I’m researching safe (safer) programming languages for NVIDIA GPUs, and I have some questions on reconciling the official PTX proxy fence documentation with the paper “Mixed-proxy extensions for the NVIDIA PTX memory consistency model”.
The surface-level question is, when synchronizing a generic proxy write in one CTA with an async proxy read in another CTA (in the same cluster), should the fence.proxy.async be before or after the cluster sync? The paper describes that the fence must be after the cluster sync, which leads to my deeper question, why do the PTX docs imply this requirement? (I must understand why, not merely know what to do in a specific case, to be able to model what safety means in a programming language). The interaction with Blackwell tcgen05 is also unclear.
Question 1/3: Figure 8e has a caption “When synchronizing threads are in different CTAs, the proxy fence must be inserted in the CTA containing the non-generic operation”. However the code listing seems to contradict this, showing the fence.proxy.constant instruction in thread 0 (w/ st.global – generic proxy), not in thread 1 (w/ ld.const – constant proxy). Is this an error in the paper?
Question 2/3: Section 5.4 states “The proxy fence must also be inserted in the same CTA where the non-generic access is taking place”. How is this requirement established by the PTX documentation? I presume that “proxy-preserved base causality order” is part of this, since this is where the “same thread block” distinction for non-generic proxies is established. From there I’m lost as to how a proxy fence instruction is able to interact with causality order. If X is a generic proxy write in CTA 0, Y is an async proxy read in CTA 1, and Z is a fence.proxy.async, then the causality order requirements require that
“For some operation Z [proxy fence?], X [generic write] precedes Z in observation order, and Z precedes Y [async read] in proxy-preserved base causality order”
but observation order is defined for reads, writes, and atomics only, and the fence isn’t any of these (or my deduction that a fence.proxy.async is the “some operation Z” needed here is incorrect).
The rules are clear enough when a write/read pair is done be the same proxy (with the same virtual address and same CTA). But if I have a write/read pair in different proxies, how do the PTX rules establish that the addition of a proxy fence makes this safe (when it otherwise would have been unsafe)?

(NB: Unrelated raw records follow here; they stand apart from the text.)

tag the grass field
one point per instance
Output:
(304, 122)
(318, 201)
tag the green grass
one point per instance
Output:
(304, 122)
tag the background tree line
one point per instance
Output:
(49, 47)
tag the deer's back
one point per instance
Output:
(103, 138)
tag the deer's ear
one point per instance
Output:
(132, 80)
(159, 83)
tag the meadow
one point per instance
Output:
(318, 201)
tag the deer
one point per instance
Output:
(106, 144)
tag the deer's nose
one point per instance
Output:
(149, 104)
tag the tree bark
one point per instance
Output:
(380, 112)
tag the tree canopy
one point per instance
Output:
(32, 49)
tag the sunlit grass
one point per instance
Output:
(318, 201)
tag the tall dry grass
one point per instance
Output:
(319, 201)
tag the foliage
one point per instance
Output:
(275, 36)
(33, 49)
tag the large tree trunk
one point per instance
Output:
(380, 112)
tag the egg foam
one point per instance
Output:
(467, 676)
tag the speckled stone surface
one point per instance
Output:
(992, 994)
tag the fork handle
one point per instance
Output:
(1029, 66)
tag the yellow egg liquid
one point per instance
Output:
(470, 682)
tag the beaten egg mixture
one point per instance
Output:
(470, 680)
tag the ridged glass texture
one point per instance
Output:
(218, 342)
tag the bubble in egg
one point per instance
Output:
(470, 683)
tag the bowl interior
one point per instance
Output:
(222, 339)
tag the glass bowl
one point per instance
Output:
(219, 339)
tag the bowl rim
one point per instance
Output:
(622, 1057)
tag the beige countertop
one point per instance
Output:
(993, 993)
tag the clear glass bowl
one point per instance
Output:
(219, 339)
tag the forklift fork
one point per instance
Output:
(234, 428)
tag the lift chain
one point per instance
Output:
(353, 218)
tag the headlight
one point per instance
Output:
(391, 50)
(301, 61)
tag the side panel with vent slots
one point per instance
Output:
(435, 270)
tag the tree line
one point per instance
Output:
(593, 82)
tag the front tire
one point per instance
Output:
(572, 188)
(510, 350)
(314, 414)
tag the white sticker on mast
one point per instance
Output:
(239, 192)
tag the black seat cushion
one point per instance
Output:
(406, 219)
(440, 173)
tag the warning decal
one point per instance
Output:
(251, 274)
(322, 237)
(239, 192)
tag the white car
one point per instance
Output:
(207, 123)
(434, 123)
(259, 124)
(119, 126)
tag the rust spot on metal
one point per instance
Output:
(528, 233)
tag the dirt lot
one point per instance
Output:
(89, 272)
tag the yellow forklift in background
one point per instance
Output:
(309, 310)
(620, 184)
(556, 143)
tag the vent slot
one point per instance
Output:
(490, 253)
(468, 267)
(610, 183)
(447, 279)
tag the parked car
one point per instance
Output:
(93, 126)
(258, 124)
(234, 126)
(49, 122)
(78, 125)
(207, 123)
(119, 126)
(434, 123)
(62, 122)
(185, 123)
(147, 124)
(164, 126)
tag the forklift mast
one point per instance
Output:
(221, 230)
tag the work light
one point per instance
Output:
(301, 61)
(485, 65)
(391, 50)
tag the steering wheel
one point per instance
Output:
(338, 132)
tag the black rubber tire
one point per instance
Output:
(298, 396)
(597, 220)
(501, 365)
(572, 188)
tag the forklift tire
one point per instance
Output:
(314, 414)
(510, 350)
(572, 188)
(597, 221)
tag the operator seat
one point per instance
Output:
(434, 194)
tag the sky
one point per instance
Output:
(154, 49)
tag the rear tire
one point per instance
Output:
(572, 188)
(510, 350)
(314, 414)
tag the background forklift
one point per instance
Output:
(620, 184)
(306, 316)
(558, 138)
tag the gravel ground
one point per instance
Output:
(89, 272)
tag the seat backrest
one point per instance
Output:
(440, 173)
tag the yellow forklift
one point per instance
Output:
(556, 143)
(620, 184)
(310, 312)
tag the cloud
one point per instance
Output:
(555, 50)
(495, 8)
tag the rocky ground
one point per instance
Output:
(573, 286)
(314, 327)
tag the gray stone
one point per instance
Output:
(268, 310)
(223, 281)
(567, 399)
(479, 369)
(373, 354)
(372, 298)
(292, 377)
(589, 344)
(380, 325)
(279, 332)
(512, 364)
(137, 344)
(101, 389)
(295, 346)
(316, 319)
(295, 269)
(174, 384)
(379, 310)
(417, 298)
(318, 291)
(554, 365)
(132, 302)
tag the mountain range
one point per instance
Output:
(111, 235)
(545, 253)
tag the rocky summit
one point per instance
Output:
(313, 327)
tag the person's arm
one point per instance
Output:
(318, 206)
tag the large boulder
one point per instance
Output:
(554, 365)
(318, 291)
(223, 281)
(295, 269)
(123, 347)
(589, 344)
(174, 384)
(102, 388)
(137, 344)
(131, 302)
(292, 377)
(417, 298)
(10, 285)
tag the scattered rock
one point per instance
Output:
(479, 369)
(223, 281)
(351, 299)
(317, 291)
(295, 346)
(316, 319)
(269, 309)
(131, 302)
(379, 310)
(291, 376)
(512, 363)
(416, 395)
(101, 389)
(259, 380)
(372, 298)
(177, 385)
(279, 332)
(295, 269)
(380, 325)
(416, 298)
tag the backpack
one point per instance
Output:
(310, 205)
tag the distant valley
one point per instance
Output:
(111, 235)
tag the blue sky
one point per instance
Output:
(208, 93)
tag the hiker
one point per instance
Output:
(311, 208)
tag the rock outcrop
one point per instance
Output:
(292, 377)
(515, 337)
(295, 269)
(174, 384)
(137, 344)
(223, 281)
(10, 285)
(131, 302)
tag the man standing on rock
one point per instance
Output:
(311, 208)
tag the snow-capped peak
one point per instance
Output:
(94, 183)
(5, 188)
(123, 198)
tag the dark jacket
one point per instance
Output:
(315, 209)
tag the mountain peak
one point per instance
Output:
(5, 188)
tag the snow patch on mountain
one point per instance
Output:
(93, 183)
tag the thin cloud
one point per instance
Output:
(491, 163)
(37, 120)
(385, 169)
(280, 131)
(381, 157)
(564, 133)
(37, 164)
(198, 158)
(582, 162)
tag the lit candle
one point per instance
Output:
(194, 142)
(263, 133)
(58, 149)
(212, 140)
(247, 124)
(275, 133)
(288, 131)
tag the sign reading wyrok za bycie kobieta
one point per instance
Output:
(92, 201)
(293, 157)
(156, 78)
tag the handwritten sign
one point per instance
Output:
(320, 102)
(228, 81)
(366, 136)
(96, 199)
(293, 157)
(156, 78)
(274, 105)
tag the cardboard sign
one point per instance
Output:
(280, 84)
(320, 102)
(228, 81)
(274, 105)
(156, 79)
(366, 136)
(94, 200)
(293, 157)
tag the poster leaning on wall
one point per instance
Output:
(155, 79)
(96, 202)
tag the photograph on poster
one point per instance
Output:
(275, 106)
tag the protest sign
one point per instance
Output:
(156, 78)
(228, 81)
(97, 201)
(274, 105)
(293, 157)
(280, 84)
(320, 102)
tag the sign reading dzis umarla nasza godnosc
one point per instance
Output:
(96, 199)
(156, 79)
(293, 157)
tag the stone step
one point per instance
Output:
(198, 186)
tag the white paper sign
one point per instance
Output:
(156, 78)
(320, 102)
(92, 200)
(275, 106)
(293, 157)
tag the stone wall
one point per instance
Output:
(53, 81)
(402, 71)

Question 3/3: How does this interact with Blackwell tcgen05? If we do a write to SMEM in the generic proxy in CTA 0, then read from SMEM using tcgen05.mma in CTA 1 (async proxy), then we need to insert a fence.proxy.async somewhere along the path of
A. generic write to SMEM (CTA 0)
B. cluster sync
C. tcgen05.fence::after_thread_sync (CTA 1)
D. tcgen05.mma (CTA 1)
The paper requirements imply that fence.proxy.async must appear after cluster sync B, in CTA 1. However, all non-tcgen05 instructions after B may be issued in parallel to issued tcgen05.mma, so in principle the fence could execute “too late”. The tcgen05.fence::after_thread_sync instruction only implies ordering between D and instructions issued prior to B (cluster sync is a thread sync), so we need to insert the fence.proxy.async in CTA 0, prior to B, for it to be guaranteed to retire in time for the tcgen05 instruction. This implies that the fence.proxy.async must simultaneously be before B and after B. (Note, inserting two proxy fences in both places won’t solve this dilemma, because the prior logic could imply that neither is effective). This is perhaps a somewhat unrealistic use case, writing to SMEM in another CTA without using TMA, but the purpose of this example is to help illuminate the proxy fence requirements, not implement a specific algorithm.